Technical Brief#

Overview#

Are you curious about how AI chatbots work? First of all, generative AI starts with foundational models trained on vast quantities of unlabeled data. These Large language models (LLMs) are trained on an extensive range of textual data online, and in some cases are trained with a specific industry or domain expertise in mind. LLMs can understand prompts delivered by you, the user, and then generate novel, human-like responses. Businesses can build applications to leverage this capability of LLMs; for example creative writing assistants for marketing, document summarization for legal teams, and code writing for software development.

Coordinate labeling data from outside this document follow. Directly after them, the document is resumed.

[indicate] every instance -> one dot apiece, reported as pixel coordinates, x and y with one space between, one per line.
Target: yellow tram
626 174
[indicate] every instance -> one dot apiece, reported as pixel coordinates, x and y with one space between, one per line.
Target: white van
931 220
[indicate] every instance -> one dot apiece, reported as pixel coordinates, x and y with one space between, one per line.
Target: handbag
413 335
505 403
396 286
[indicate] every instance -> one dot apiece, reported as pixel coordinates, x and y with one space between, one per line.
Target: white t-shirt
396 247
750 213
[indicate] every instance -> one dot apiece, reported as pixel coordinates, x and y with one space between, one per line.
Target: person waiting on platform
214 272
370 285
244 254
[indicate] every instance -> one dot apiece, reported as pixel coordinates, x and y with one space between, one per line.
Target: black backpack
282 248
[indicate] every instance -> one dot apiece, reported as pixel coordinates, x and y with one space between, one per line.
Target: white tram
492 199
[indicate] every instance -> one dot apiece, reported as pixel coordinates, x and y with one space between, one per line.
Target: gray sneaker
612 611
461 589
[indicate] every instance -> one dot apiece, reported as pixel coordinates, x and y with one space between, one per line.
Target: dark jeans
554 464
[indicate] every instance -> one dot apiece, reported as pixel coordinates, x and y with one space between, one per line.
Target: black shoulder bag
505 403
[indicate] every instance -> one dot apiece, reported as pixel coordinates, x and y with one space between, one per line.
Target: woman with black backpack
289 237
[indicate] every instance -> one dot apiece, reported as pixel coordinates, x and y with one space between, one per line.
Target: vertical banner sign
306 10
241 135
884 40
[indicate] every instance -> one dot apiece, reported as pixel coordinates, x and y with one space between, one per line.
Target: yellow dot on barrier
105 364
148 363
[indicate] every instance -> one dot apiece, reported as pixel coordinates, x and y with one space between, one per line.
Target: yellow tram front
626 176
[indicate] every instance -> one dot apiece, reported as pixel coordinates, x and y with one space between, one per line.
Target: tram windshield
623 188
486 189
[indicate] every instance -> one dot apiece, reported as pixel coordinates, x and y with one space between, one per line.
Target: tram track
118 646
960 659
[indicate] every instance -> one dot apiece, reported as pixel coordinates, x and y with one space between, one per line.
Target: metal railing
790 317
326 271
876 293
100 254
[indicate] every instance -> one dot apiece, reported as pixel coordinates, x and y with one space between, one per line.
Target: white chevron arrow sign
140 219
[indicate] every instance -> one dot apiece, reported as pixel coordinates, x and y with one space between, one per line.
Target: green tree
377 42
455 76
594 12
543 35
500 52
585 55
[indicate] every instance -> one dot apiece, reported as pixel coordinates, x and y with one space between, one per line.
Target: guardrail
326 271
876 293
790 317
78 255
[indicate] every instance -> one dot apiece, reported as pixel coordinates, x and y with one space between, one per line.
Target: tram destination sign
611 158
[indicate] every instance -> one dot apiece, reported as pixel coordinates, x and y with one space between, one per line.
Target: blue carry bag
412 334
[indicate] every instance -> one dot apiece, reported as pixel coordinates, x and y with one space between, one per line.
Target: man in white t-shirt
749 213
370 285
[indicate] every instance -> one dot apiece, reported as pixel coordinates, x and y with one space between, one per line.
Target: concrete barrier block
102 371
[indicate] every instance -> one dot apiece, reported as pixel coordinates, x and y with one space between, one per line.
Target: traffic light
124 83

This reference solution demonstrates how to find business value in generative AI by augmenting an existing foundational LLM to fit your business use case. This is done using retrieval augmented generation (RAG) which retrieves facts from an enterprise knowledge base containing a company’s business data. A reference solution for a powerful RAG-based AI Chatbot is described in this brief including code available in NVIDIA’s Generative AI Examples Github for developers. Pay special attention to ways in which you can augment an LLM with your domain-specific business data to create AI applications that are agile and responsive to new developments.

Some examples include:

Web-based Chatbots: Many enterprises already use AI chatbots to power basic customer interactions on their websites. With RAG, companies can build a chat experience that’s highly specific to their business. For example, questions about product specifications are promptly answered.
Customer Service: Companies can empower live service representatives to quickly answer customer questions with precise, up-to-date information.
Enterprise Documentation Search: Businesses have a wealth of knowledge across the organization, including technical documentation, company policies, IT support articles, and code repositories. Employees can query an internal search engine to retrieve information faster and more efficiently.
Financial Services Tabular Data Search: AI can navigate through vast sets of financial data to find crucial insights instantly, thereby enhancing the decision-making process.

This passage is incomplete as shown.